Las ciudades de los techos de hierba

Las islas Feroe, "Føroyar" en feroés, "Færøerne" en danés, son un grupo de islas ubicadas en el océano Atlántico norte, entre Escocia e Islandia que constituyen una región autónoma dentro del reino de Dinamarca y que es autogobernada en todos los asuntos salvo defensa, relaciones exteriores y sistema legal.




Su nombre significa islas de corderos.




El archipiélago, con unas dieciocho islas, que suman unos 1.400 kilómetros cuadrados, es una zona rocosa y de pendientes abruptas que crea un paisaje de costas escarpadas, acantilados erosionados y recortada por fiordos, que usualmente, gracias a su clima oceánico y extrañamente templado para la latitud, alcanza una media anual de unos siete grados centígrados que hace que quede envuelto en espesas nieblas y jornadas ventosas que hace que sus ciudades y pueblos parezcan de cuento. 

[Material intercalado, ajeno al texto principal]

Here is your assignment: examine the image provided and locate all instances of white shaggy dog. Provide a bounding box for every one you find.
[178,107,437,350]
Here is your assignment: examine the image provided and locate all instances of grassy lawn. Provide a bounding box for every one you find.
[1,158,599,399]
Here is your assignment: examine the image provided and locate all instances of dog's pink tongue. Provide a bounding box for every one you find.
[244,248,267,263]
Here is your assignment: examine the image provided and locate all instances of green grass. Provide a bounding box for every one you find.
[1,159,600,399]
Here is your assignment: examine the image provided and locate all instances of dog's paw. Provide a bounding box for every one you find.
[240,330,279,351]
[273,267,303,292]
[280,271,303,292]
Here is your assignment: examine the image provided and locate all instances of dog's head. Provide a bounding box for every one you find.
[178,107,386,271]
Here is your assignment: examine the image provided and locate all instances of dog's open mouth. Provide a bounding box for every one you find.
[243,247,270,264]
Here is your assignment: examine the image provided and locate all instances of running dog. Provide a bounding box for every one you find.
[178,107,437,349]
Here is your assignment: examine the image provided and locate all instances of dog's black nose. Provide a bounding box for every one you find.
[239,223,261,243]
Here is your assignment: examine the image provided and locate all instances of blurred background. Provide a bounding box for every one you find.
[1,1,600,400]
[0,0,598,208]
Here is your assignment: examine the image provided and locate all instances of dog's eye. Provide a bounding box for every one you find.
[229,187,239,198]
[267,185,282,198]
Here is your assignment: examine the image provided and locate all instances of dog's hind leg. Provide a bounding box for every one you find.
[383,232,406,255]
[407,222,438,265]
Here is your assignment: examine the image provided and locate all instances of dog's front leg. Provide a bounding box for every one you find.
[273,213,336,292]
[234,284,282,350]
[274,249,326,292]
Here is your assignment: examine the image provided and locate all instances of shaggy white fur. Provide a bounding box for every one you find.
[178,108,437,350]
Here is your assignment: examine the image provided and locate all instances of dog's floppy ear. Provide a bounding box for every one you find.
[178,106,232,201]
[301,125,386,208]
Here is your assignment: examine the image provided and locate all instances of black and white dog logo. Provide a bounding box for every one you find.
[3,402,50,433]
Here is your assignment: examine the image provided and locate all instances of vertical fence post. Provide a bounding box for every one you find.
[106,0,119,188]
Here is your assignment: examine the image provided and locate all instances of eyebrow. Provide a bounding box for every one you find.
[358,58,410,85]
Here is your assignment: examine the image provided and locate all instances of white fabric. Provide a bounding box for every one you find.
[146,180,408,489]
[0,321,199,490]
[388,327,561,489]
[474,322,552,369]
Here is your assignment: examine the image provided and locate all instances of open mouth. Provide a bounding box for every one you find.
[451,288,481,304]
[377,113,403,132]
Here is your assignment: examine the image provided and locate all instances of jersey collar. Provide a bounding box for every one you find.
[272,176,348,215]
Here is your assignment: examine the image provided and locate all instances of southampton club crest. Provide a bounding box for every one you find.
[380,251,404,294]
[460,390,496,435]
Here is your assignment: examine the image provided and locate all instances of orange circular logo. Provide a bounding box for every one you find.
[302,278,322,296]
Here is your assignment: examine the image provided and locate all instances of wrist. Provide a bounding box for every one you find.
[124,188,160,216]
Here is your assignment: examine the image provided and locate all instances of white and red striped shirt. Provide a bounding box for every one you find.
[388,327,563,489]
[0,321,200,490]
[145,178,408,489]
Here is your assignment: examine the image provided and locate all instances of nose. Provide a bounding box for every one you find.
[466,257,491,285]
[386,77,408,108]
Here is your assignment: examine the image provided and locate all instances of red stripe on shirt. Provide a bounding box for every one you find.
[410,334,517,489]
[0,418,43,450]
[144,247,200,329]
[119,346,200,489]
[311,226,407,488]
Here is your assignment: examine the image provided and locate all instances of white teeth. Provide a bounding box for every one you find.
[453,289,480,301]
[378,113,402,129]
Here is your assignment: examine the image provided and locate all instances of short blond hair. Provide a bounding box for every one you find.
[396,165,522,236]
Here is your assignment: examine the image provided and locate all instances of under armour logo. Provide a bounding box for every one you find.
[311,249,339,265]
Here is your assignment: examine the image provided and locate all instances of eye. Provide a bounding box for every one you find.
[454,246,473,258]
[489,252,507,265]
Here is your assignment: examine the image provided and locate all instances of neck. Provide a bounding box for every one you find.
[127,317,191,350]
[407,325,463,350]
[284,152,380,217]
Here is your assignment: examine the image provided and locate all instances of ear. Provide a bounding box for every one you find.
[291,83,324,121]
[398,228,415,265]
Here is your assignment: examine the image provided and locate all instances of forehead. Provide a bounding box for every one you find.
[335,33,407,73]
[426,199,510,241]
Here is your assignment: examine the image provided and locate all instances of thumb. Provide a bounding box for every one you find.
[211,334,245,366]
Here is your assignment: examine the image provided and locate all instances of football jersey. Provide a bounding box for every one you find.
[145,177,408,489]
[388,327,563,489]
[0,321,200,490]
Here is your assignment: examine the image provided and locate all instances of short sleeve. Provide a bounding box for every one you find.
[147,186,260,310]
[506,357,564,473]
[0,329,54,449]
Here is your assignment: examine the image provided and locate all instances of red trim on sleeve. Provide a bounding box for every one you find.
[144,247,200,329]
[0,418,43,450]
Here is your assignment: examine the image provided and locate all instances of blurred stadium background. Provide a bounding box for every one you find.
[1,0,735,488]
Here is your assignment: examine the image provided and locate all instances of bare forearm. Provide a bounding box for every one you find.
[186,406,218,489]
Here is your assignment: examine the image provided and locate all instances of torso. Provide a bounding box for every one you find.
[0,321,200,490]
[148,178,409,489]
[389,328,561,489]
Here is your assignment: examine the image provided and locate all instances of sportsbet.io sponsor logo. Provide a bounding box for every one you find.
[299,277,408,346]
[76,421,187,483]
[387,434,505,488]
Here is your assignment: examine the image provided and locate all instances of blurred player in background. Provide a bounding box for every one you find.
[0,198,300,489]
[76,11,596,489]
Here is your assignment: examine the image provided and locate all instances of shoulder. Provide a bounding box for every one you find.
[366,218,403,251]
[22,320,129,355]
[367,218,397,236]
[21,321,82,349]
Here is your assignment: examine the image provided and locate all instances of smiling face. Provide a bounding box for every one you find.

La zona es la adecuada para el despliegue de un estilo de construcción propio de las mitologías nórdicas. Las casas tienen techos a dos aguas cubiertos de capas de hierba, material vivo que aisla, resguarda y protege del clima, el viento y la humedad y requiere de muy poco mantenimiento.
Varían su tonalidad según el momento del año, desde el marrón en otoño, blanco en invierno, verde intenso en primavera y verano.








Estas casas, con su particular estilo, son lo primero que llaman la atención. 
La protección de sus muros de piedra y el gran techo de hierba poco a poco se convirtió en la vivienda tradicional de las Islas Feroe
El estilo no es más que la evolución del diseño aplicado según el entorno y la disponibilidad de materiales de las Islas Feroe para protegerse del clima, sobre todo el viento y la humedad. 
Perdura en la actualidad incluso en algunas construcciones nuevas, es una verdadera institución dentro de la isla.